Au retour de Carolles et de sa falaise (comme Paimpol et sa paimpolaise), un paysage paradoxal, instant géologique évoquant à la fois un avant-monde et son devenir proche (le compte à rebours est en cours et le sable du sablier est épuisable, comme on sait),

, l’orage, sa rouspétance.

Les femmes du Faou étaient terrorisées par l’orage. Plus que par Dieu lui-même, plus peut-être que par l’idée de la mort, du moins en apparence. Chez grand-mère, dès le premier coup de tonnerre, avant même que de grosses gouttes éparses éclatent de-ci de-là, avant la bourrasque tonitruante, il fallait en courant fermer volets et fenêtres, s’éloigner de la cheminée et du poste de radio ou du meuble de télévision puis, au milieu du mobilier, s’immobiliser. Si nous n’avions pas été là, à l’évidence grand-mère se serait recroquevillée derrière la porte du cagibi sous l’escalier.

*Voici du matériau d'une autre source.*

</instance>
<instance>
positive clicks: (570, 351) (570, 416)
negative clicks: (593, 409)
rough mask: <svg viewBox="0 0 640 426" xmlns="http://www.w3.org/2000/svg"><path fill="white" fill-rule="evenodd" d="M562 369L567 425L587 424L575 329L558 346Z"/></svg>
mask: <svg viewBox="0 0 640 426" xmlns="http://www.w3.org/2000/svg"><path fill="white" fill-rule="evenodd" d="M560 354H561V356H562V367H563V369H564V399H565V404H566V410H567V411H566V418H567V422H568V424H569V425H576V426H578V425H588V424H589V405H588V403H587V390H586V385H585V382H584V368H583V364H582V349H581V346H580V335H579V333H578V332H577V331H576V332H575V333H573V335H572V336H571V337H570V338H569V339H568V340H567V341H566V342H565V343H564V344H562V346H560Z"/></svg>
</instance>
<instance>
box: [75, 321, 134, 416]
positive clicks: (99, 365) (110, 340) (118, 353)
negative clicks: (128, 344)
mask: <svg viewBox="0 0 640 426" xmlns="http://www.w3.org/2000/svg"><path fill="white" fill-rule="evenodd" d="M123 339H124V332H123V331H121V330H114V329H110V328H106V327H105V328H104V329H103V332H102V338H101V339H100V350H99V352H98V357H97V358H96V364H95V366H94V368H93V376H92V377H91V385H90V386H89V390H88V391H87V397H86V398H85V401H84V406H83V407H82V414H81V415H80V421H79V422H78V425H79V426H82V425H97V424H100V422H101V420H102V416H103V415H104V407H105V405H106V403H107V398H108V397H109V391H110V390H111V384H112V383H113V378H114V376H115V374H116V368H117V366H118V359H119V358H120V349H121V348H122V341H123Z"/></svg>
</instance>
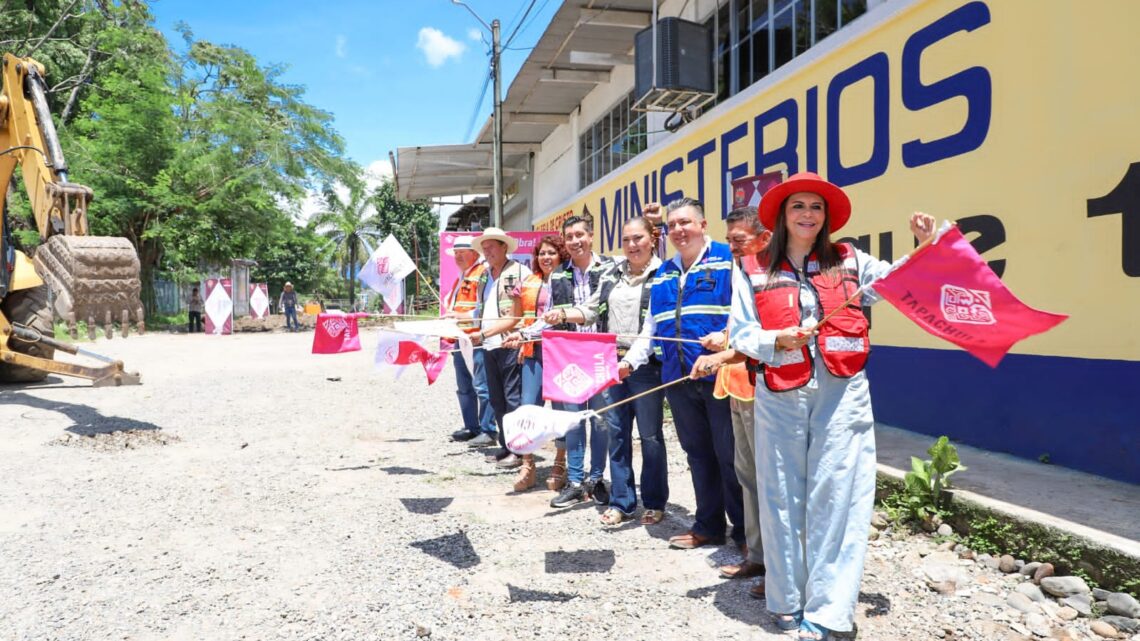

Lorsque l’électricité se coupait après l’éclair (« la foudre a dû tomber sur le transformateur de Ty Jopic ! ») il fallait alors allumer les bougies, et nos silhouettes, et les objets du quotidien, s’animaient en d’effrayantes déformations tremblotant sur le papier peint et les murs chaulés.

Ces craintes hélas n’existent plus. Désormais, quand la lumière vient à manquer, une batterie de lampes électriques pourvoit au quotidien. Les bêtes sacrées – plumes, poils, cornes, danses, mouvements – peintes avec les doigts sur les murs de la caverne ne font plus peur à personne. Ça parle d’autre chose.

Pour les plus fragiles, les gueules cassées, les souffreteux, les cacochymes, les débiles ou les moins civilisés d’entre nous, on en est quitte pour une peur bleue. Et d’autres bêtes, d’autres cornes, de s’inquiéter doucement sur le haut du talus.